Nel primo Mosè si rivolge al popolo dell’alleanza, consegnandogli la “Torah”, la legge di Dio. È questa legge, a suo dire, che ne fa un popolo “saggio e intelligente”. Vale in qualche modo per ogni altro popolo. Non si tratta solo di un quadro normativo, ma di un’esperienza della vicinanza di Dio, che si traduce in una sintonia vitale con il modo di essere e di pensare di Dio. Il Vangelo torna su questo tema, mettendoci in guardia dalla tentazione di esautorare la legge di Dio con un’osservanza esteriore, formale e legalistica. A chi tacciava i suoi discepoli di inosservanza per aver trascurato alcuni dettagli della tradizione, Gesù ricorda che il luogo decisivo di un’autentica religiosità è il cuore: è lì che l’incontro con Dio si fa profondo e vero, ma è anche lì che l’uomo – e con lui la famiglia, la società, in qualche modo la stessa Chiesa – si perverte, quando si abbandona a sentimenti e propositi che contrastano con la legge di Dio e sono, al tempo stesso, negazione dell’uomo. Gesù li enumera meticolosamente: «impurità, furti, omicidi, adultèri, avidità, malvagità, inganno, dissolutezza, invidia, calunnia, superbia, stoltezza». Non è, da parte di Gesù, il lamento che tante volte facciamo rimbalzare di bocca in bocca, vedendo solo il lato brutto del mondo, e addebitandolo soprattutto agli altri. Questa parola tagliente del Salvatore è un’operazione – verità, che ci sottrae all’aria viziata del peccato, per aprirci all’aria pura della santità.
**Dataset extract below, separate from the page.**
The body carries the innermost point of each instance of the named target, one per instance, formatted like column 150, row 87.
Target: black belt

All’inizio di un ministero episcopale viene spontaneo ad un popolo che ha il primo contatto col suo pastore aspettarsi qualche orientamento. Dico subito e con semplicità: il mio programma è Gesù. Niente di più, niente di meno. Come lo è stato per voi finora. Gesù da riproporre con slancio missionario alla nostra società, alle nostre famiglie, ai nostri giovani. Gesù col suo Vangelo, perché il Vangelo sia lievito di fraternità, di cultura autentica, di economia solidale, di una politica posta al servizio del bene comune. Gesù insomma ragione stessa della nostra vita. Come declinare tutto questo in scelte concrete, personali e pastorali, lo vedremo insieme, con il metodo sinodale che a voi è già caro, sperimentato nei tanti anni di generoso e fecondo servizio di mons. Sigismondi, al quale esprimo il mio affetto davvero fraterno. Egli ha voluto che il vostro saluto per lui fosse la vostra accoglienza per me. Una delicatezza di cui gli sono riconoscente. So di trovare un clero accogliente, religiosi disponibili, laici consapevoli. Peraltro, avete fatto una bella assemblea, e i temi sui quali vi siete orientati, e che faccio miei – oratori (che è come dire giovani) e famiglia –, sono punti decisivi dell’odierna pastorale, alla quale è chiesto di essere più che mai missionaria. E chi più di san Feliciano, missionario d’eccezione, pastore dal cuore senza confini, ma radicato in questa santa Chiesa di Foligno, ci può ottenere lo slancio di cui abbiamo bisogno? Alla sua intercessione, a quella di tutti i santi folignati, e soprattutto alla Madonna del Pianto, affido il nostro cammino. Amen.